The great blessing for me is that I am finally getting to know who I really am. It’s taken five years but I am coming out the other side of this with a new found respect for my many gifts and talents. I love life in a way I never did before. I have a deep and abiding relationship with the God of my understanding. That deep down rage and fear that I stuffed my whole life is mostly gone. In case you care, I am living proof it really does get better with time. My grandfather said it best when he used to help me think about how to get through hard times. “You just have to keep on keeping on,” he would say.
I wish you the best on your journey, too.
So, if you’ve read this and you have any advice for me, or care to share a word or two about your journey or thoughts on this topic, please feel free to leave me a comment below. I promise I’ll at least think about what you’ve said. I can always use a companion on the path, especially when the going gets tough. Thank you.
You are amazing Chris. Thank you for sharing. I want you in my life!! I believe the pain/grief ebbs with time yet possibly occurs at some point forever; memories are strong. So much life of married life was good. Even the good is rough when it is memories and no longer life. You state things so well. I must remind myself often that I was losing myself. It was a necessary ending. Life is good. Thanks for sharing your life and soul. Hope I get to hug you one day VERY SOON! Amy
WWAD? What would Abraham do? Have you read enough, listened enough to know? Your drama seems unending from my side of it. Disengage from all this as best you can. Wish him well in your every thought about him. See the house sold. There is nothing to be gained by going back over the hows and whats and whys. I wish you peace and closure. And a sold house!
I had one messy 10 year relationship with a mutually owned home.
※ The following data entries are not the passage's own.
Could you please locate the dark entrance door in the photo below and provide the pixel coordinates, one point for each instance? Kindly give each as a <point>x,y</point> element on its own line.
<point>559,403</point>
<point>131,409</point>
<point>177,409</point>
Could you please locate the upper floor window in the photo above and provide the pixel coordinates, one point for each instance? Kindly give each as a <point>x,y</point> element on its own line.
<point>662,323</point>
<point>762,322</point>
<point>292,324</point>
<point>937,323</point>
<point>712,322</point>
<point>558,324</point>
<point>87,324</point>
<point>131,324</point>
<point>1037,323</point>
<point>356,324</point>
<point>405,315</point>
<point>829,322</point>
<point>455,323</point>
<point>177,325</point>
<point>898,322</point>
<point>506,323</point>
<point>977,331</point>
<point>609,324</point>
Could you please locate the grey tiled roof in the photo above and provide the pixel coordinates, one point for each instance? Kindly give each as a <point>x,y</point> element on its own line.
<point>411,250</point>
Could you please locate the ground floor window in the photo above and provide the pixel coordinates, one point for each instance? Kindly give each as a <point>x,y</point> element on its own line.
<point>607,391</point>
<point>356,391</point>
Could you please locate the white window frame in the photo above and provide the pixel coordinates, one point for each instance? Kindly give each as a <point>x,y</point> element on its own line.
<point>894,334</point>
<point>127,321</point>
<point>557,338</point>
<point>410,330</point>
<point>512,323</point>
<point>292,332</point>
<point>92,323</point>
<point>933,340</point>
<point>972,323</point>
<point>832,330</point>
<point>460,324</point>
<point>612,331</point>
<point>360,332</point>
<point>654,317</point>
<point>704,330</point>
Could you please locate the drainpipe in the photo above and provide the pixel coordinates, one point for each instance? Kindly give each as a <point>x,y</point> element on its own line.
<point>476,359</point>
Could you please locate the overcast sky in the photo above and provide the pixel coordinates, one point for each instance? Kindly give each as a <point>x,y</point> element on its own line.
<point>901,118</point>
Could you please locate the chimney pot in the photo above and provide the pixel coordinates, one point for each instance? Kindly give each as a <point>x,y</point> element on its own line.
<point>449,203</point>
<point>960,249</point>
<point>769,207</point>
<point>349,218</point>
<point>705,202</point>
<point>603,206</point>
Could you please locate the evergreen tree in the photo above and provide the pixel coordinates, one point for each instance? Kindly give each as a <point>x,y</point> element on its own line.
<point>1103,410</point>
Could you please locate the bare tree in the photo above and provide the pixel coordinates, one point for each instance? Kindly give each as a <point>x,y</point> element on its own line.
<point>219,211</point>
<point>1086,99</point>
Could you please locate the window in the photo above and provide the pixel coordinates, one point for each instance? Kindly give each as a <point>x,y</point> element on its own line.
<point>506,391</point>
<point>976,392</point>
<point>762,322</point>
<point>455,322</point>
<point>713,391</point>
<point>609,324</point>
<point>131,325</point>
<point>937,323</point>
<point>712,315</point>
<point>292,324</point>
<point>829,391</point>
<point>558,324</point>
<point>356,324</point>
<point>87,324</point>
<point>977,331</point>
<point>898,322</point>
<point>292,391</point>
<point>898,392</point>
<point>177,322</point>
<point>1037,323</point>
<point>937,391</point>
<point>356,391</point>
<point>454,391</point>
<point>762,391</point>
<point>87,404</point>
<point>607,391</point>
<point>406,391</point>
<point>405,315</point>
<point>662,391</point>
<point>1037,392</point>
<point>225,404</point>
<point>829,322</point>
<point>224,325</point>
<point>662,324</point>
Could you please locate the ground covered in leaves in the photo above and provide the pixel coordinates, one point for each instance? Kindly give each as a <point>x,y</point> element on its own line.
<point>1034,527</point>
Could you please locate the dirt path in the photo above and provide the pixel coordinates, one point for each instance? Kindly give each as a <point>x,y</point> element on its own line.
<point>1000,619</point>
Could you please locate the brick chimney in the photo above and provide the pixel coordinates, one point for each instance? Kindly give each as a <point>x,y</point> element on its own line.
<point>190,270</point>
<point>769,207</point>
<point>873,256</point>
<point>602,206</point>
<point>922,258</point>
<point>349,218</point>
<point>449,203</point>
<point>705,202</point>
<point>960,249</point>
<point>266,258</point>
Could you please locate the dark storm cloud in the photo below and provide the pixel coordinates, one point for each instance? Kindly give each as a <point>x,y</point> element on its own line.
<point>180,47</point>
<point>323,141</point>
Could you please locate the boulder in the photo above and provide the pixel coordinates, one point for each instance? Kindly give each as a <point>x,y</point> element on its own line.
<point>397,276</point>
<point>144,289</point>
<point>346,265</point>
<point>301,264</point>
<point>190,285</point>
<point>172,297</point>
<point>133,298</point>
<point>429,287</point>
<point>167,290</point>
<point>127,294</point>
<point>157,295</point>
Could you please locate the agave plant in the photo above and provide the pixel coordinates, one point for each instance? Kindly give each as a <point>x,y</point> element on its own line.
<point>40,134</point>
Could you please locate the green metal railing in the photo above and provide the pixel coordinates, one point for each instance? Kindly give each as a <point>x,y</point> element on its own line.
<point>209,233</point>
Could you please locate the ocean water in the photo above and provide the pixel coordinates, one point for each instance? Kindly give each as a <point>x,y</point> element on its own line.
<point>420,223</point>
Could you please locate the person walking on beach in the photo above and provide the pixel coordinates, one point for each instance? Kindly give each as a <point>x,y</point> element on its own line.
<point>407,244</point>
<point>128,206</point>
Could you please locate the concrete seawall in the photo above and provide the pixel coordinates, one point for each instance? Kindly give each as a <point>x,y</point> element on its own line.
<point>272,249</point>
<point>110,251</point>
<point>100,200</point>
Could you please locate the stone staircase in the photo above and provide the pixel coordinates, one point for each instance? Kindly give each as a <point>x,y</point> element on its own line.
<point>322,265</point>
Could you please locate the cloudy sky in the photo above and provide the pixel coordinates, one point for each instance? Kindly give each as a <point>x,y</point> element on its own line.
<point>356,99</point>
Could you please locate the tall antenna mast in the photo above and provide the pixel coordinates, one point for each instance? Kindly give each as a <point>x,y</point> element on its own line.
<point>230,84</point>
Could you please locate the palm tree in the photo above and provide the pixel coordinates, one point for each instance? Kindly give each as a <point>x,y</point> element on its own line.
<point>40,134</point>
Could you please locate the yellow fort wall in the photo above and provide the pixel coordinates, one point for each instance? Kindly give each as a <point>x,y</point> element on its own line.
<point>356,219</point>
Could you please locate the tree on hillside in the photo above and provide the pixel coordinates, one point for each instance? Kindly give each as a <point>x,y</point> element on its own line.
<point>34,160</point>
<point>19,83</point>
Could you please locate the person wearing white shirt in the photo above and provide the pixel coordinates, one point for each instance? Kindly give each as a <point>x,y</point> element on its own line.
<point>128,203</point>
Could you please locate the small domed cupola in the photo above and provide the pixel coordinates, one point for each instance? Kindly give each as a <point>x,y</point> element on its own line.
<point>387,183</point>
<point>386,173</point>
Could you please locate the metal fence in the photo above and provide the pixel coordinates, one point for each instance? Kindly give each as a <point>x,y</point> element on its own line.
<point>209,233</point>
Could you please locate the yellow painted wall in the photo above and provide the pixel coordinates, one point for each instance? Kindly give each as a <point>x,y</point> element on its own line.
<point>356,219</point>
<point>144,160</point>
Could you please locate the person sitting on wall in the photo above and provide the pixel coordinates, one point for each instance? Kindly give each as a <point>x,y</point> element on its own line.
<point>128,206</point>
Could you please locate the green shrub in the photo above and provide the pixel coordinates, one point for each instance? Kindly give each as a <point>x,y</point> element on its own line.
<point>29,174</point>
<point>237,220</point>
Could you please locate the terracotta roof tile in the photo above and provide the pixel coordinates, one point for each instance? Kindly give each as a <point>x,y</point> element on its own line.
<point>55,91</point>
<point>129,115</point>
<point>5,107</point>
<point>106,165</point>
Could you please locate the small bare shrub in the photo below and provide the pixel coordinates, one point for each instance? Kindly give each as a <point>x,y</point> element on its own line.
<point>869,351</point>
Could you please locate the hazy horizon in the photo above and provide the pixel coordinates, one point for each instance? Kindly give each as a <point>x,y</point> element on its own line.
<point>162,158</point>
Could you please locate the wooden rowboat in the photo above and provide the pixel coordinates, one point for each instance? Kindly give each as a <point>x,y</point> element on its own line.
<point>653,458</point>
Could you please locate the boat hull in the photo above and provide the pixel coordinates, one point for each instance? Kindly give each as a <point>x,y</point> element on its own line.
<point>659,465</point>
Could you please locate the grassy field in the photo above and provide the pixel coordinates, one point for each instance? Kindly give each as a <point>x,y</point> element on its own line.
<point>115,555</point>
I was locked out and never got much of my personal items. I took a very small settlement– nothing near half of the equity in the house. The most important thing was to be free of the man. I haven’t run into him ever though we live in the same area. It’s been 25 years!
You’ve learned so much about yourself and have grown so much. That’s what’s most important.
Yeah, Lynn you are so right. This is the last of the entanglements and I know it will be over soon. I still get hooked when there are a few remaining rough patches on the path. There has been so much progress. Thanks for reminding me!
Thankfully for all of us who know you, you chose life.